In 2013, Mr. Bil was diagnosed with Stage 4 melanoma. He moved back to Toronto, and following treatment, the cancer went into remission. He went on with life, and planned to open Honest Weight with Ms. Bazan. He also met Ms. Flaherty, a sommelier and wine agent whom he would marry.

Mr. Bil, who had long resisted the trappings of domesticity, took to settling down.

"We were sitting on the couch and we were talking about life and marriage and all that stuff and I asked him if, you know, he wanted to get married at some point," Ms. Flaherty said. "It was really hard on him, he said, 'Why would you marry a sick man? I can't look after you. You're going to have to look after me.' And then I said, 'If I were to get married to you I'd be the luckiest person in the world. I'd be honoured.'"

They got married on Thanksgiving, 2016. A year later, this past October, as Mr. Bil was about to begin a last-ditch experimental treatment, his doctors said the cancer had spread too much. There was nothing they could do.

Yet even in his last days, Mr. Bil continued sharing his love of seafood. Well into this past fall and winter, he wrote and refined the final chapters on a book he'd been pouring himself into – a compilation of his knowledge and outlook, aided by his love of near-obsessive research.

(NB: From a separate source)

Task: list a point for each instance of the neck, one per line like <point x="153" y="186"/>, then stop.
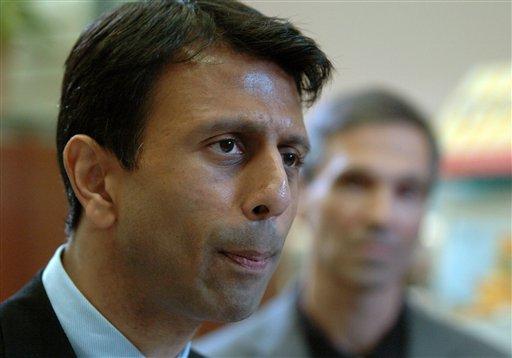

Called Honest Weight: Straight Talk From Behind The Fish Counter, it's slated to be published by Toronto's House of Anansi Press this fall.

And even to the end, Mr. Bil never lost his love of food or hospitality. He and Ms. Flaherty hosted dinner parties and entertained a steady stream of family and friends. "He still managed to make the most amazing crepes and caviar Christmas morning," Ms. Flaherty recounted. "I don't think it was easy for him, but he did it."

Mr. Bil leaves his wife, Ms. Flaherty; parents, Mary and Howard McKeown; and siblings, Laura Ann Bil, Lynn Ann McKeown and Marc Hugh James McKeown.

There will be a memorial and party in Mr. Bil's honour on Jan. 28 at Terroni, 57 Adelaide St. E. in Toronto, from 1 to 4 p.m.